Cumhurbaşkanlığı seçimlerinde iki turlu sistemin mantığı ve muhalefetin aday stratejileri üzerine yapılan değerlendirmeler, seçim sürecinin dinamiklerini etkileyebilir. İki turlu seçimlerde ilk turda muhalefetten birden fazla aday çıkmasının sakıncası yoktur. Ancak Türkiye'de bu sistemin köklü bir geçmişi bulunmadığı için, seçimlerin mantığı tam olarak anlaşılamamaktadır. Batı ülkelerinde, özellikle Fransa'da, iki turlu seçimler uzun süredir uygulanmakta ve bu sistem toplumda kanıksanmıştır.
İki turlu seçimlerin özelliği gereği, ilk turlar bir tür ön seçim işlevi görmektedir. Asıl seçim ise ikinci turda gerçekleşir. Bu bağlamda, en güçlü iki aday ikinci turda yarışır ve kazanan belirlenir. İlk tur, erken bir ön seçim yerine geçmektedir. Bu durum, erken ön seçimlerin risklerini ve sakıncalarını ortadan kaldırmaktadır.
Ana muhalefet için ilk turda çift aday önerisi, kamuoyunda tartışılmaya başlanmıştır. Bu öneri, CHP'nin Cumhurbaşkanı adayını belirlemek için yapılacak ön seçimlerin gereksiz bir bölünme yaratacağı düşüncesiyle gündeme gelmiştir. Seçim atmosferine henüz girilmediği için, bu tür bir ön seçimin toplumda heyecan yaratmayacağı öngörülmektedir.
Önümüzdeki seçimler, 25 yıllık kesintisiz bir iktidara karşı bir duruş sergileme fırsatı sunacaktır. Bu nedenle, ana muhalefetin adayı yalnızca CHP'nin adayı olmayacak, iktidara muhalif tüm kesimlerin ortak adayı olacaktır. Sağ kesimden alınacak ekstra oylar, ana muhalefetin kazanmasının anahtarı olacaktır.
Salt CHP üyeleri arasındaki ön seçim, CHP dışından geniş bir tabandan oy alma potansiyelini zayıflatacaktır. Böyle bir durumda, potansiyel bir adayın, örneğin Mansur Yavaş gibi, CHP içinden veya CHP’ye yakın biri olması, parti tabanını karşı karşıya getirme riski taşımaktadır. Bu durum, iktidara gelme hedefi olan ana muhalefet partisine zarar verebilir.
Sonuç olarak, sonucu baştan belli bir ön seçime katılacak başka bir ciddi aday beklemek gerçekçi olmayacaktır. İki adayın kamuoyuna açıklanmış olması, partinin stratejisini etkileyecek önemli bir faktördür. Bu iki adayın oy potansiyeli ve tabanı, birbirinden oldukça farklıdır.

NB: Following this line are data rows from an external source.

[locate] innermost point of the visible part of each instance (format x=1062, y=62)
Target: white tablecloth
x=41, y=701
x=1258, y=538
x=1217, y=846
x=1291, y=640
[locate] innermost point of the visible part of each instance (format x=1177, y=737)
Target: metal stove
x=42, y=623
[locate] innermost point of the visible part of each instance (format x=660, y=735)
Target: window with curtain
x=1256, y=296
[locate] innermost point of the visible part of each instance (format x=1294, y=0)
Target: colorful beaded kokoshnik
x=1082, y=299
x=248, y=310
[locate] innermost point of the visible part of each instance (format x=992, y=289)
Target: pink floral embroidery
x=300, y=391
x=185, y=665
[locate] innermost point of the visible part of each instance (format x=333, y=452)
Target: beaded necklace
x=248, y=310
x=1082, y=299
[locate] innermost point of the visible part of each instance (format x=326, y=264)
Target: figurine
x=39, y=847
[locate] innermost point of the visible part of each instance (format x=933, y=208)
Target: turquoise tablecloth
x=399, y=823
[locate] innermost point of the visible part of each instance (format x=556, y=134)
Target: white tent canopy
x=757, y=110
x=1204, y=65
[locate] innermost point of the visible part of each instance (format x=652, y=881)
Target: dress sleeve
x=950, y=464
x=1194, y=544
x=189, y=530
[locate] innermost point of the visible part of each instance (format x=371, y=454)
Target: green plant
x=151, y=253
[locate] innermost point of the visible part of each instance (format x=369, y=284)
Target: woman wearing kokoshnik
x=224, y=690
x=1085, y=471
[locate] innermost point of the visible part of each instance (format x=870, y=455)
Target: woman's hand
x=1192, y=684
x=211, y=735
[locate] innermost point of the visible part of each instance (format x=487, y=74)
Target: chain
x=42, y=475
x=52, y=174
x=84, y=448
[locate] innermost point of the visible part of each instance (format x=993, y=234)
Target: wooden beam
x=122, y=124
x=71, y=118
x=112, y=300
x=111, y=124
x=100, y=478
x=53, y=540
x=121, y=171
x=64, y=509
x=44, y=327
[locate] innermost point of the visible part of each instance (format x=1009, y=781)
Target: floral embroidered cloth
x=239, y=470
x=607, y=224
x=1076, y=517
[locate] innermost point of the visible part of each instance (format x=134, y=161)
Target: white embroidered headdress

Hiçbir adayın ilk turda yüzde 50’yi aşması mümkün görünmemektedir. Son seçimlerde, mevcut iktidar partisi lideri Tayyip Erdoğan bile en zayıf rakibine karşı ilk turda bu oranı aşamamıştır. İki turlu seçimde nihai seçim ikinci turda gerçekleşmektedir. Bu nedenle, ana muhalefet için en gerçekçi çözüm, ilk turda iki potansiyel adayın yer almasıdır.
Bu durumda, parti yönetiminin bağımsız adaylığa olumsuz tepki vermemesi, zımnen onayladığı anlamına gelecektir. Adayların seçim sürecinde birbirlerini yıpratmaması ve ikinci tura kalana kadar tam destek vermeleri, parti disiplininin gereği olacaktır. Böyle bir strateji, muhalefetin seçim sürecindeki başarısını artırabilir.